Recent advances in data generation techniques, whether by experiments, measurements or computer simulation, quickly provide complex data characterized by source heterogeneity, multiple modalities, often high volume, high dimensionality, and multiple scales (temporal, spatial, and function). In turn, science and engineering disciplines are rapidly becoming more and more data driven by a variety of goals (the Deep Carbon Observatory is an exemplar); higher sample throughput, high resolution, additional physics/ chemistry/ biology, new instrumentation, and new integrated databases all with the ultimate aim of better understanding/modeling of the complex systems and their dynamics that underlie the processes being studied. However, analyzing libraries of complex data requires managing the inherent complexity to allow integration of the information and knowledge across multiple scales and spanning traditional disciplinary boundaries. Significant advances in methods, tools and applications for data science and informatics over the last five years can now be applied to multi- and inter-disciplinary problem areas. Virtual Observatories, Virtual Organizations, complex networks, linked data across systems, full life cycle data management, data integration, citation and attribution are now increasingly becoming an integral part of projects whether small (few people, one organization, modest data needs) or the very large (many investigators, organizations, diverse data needs).
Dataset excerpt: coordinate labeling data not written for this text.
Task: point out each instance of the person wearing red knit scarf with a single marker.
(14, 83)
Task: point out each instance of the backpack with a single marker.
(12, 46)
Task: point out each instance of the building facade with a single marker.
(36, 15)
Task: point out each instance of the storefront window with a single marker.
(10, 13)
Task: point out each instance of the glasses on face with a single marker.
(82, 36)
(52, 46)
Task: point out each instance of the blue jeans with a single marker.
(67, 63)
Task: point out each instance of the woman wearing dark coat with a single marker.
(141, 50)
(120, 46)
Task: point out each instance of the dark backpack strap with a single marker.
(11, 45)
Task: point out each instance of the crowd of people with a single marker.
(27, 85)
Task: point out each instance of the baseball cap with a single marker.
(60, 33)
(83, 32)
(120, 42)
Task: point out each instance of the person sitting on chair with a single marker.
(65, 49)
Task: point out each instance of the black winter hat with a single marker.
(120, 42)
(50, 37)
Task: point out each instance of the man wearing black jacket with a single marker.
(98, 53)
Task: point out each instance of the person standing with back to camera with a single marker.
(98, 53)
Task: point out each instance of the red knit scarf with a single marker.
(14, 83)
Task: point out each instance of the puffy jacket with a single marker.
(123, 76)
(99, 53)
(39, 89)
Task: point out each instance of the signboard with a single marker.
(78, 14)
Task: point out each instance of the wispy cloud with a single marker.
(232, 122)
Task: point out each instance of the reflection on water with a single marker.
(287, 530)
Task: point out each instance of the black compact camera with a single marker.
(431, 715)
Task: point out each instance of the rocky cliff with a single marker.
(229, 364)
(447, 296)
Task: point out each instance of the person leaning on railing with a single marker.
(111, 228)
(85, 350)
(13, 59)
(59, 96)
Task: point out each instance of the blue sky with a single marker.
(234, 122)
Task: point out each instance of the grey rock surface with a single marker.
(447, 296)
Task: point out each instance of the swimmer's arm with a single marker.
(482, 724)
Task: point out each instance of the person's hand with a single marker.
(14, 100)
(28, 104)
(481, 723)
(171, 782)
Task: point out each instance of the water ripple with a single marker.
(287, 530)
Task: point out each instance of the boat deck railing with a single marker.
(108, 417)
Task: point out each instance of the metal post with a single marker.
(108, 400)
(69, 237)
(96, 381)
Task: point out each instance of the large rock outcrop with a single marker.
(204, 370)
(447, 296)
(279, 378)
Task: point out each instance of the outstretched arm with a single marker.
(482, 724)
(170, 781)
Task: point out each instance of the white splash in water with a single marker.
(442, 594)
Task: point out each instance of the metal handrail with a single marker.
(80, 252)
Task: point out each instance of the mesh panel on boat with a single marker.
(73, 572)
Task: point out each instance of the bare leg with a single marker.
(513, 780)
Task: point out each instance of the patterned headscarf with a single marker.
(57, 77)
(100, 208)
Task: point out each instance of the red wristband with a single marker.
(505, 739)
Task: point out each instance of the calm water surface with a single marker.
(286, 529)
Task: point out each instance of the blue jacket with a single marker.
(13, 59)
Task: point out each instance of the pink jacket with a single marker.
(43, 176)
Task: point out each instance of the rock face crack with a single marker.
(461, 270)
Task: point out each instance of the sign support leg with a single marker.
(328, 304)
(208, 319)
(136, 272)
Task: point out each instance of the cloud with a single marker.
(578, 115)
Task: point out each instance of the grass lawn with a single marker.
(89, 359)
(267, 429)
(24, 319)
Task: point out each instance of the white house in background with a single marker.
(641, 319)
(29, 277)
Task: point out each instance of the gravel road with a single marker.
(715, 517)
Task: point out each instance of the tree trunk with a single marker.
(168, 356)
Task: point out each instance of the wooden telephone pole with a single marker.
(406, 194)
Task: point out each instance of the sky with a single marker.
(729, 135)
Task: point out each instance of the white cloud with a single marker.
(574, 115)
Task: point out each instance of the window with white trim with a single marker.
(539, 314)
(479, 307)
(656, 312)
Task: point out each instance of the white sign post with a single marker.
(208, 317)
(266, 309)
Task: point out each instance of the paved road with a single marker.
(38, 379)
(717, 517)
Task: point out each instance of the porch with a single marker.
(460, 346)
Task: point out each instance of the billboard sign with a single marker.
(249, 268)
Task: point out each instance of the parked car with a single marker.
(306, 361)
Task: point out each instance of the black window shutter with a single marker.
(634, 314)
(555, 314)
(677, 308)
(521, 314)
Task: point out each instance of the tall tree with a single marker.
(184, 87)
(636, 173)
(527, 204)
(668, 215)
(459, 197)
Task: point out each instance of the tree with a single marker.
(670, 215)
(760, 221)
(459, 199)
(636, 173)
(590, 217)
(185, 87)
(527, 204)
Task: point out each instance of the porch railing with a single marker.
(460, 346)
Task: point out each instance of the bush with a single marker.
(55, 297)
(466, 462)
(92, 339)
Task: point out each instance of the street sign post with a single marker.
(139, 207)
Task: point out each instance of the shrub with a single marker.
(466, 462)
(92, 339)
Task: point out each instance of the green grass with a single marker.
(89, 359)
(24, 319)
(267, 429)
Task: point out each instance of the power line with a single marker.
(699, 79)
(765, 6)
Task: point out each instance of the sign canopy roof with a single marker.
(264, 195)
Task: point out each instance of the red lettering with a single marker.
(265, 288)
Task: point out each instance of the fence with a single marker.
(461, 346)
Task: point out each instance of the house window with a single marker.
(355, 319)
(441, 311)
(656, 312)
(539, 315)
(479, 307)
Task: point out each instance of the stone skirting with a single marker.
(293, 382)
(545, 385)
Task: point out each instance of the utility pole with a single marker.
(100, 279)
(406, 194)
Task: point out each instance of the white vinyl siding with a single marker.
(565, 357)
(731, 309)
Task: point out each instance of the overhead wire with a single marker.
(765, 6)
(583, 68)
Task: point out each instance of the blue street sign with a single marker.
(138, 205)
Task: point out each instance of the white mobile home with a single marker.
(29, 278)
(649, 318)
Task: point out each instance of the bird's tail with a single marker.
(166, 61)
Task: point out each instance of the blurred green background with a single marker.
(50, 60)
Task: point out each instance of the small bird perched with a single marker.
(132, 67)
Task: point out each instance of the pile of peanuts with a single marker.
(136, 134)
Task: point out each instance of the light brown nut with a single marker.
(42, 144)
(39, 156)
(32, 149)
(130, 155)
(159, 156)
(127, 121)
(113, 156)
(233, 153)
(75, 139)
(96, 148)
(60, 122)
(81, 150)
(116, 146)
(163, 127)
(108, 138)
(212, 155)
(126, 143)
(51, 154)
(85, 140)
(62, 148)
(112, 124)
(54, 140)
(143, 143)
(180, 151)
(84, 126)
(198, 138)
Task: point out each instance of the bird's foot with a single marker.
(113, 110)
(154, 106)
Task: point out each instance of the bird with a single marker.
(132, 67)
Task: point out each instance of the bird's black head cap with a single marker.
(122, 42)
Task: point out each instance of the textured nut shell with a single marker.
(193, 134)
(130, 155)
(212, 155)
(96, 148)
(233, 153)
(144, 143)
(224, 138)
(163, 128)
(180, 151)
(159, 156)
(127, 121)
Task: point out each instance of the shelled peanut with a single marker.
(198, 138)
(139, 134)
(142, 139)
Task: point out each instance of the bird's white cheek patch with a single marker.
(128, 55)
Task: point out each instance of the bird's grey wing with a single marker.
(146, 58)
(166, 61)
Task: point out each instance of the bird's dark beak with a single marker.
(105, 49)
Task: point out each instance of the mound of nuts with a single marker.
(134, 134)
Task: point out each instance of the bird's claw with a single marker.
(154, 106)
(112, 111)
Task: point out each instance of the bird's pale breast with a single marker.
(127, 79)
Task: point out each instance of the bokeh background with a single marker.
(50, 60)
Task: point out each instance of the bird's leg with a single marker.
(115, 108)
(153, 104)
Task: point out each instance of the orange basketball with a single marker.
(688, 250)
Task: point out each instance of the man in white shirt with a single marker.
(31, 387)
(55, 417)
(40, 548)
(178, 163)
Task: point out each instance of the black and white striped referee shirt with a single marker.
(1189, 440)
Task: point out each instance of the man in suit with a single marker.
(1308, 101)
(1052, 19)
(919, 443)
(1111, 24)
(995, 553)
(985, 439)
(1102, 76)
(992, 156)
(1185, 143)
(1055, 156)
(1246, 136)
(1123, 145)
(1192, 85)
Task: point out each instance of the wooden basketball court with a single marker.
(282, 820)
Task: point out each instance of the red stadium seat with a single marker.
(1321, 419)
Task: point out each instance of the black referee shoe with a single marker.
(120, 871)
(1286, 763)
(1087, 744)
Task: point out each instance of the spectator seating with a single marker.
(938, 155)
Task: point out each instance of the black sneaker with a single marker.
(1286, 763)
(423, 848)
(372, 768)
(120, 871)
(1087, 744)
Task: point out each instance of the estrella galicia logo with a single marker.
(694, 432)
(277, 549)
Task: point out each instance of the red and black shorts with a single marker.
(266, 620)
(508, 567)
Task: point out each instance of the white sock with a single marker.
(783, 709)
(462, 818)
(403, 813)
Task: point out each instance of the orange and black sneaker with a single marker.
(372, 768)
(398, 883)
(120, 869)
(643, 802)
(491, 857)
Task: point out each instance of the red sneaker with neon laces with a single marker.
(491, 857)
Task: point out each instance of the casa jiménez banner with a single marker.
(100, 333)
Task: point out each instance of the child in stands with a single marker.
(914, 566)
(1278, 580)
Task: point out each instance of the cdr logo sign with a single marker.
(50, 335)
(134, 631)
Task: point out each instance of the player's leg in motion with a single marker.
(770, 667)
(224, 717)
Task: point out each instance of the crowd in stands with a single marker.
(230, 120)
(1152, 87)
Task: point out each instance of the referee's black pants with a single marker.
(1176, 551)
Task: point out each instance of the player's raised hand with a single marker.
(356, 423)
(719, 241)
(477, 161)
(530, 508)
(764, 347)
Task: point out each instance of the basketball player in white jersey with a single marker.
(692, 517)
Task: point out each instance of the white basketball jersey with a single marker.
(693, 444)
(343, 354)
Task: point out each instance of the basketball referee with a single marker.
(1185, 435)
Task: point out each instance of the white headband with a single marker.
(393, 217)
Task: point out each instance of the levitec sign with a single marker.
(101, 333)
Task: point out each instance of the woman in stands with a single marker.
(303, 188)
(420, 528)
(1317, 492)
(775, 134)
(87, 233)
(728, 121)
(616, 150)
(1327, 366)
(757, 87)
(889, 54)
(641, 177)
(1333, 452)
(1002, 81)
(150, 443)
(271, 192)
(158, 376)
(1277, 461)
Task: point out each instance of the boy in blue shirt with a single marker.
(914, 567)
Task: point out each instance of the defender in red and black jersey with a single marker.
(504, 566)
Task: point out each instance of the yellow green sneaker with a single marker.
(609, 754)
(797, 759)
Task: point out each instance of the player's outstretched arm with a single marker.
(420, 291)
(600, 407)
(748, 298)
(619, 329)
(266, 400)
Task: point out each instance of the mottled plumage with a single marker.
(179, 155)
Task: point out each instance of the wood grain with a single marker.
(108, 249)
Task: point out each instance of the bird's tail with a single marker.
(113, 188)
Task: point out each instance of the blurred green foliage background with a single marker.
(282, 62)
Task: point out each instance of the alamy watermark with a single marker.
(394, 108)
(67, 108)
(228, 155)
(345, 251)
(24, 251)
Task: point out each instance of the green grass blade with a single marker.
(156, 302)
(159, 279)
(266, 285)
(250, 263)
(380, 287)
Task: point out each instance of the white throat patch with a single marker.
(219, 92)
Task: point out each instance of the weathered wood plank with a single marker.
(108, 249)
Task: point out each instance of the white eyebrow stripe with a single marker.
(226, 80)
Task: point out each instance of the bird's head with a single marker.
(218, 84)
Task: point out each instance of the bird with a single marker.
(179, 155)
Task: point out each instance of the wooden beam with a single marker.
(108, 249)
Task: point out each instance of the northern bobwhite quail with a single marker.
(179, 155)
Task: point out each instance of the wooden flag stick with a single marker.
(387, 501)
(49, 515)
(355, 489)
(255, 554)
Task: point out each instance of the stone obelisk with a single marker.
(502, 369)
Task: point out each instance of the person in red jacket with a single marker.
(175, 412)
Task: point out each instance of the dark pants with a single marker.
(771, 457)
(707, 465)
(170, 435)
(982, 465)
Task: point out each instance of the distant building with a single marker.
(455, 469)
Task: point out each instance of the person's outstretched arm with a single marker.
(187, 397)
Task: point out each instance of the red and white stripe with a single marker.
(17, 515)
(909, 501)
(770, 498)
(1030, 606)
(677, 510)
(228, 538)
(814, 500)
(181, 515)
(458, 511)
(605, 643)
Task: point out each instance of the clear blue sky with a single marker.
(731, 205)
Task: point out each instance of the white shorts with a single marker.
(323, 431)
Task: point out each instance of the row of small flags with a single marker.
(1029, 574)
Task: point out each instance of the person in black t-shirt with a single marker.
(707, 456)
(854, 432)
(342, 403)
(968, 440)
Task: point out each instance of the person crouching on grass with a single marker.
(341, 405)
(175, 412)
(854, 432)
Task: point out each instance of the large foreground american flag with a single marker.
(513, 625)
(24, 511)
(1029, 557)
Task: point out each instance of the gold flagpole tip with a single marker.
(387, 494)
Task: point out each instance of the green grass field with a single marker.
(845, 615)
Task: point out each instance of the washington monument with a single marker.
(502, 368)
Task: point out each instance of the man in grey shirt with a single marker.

Given this increasing data deluge, it is clear that each of the Directorates in the Deep Carbon Observatory face diverse data science and data management needs to fulfill both their decadal strategic objectives and their day-to-day tasks. This project will assess in detail the data science and data management needs for each DCO directorate and for the DCO as a whole, using a combination of informatics methods; use case development, requirements analysis, inventories and interviews.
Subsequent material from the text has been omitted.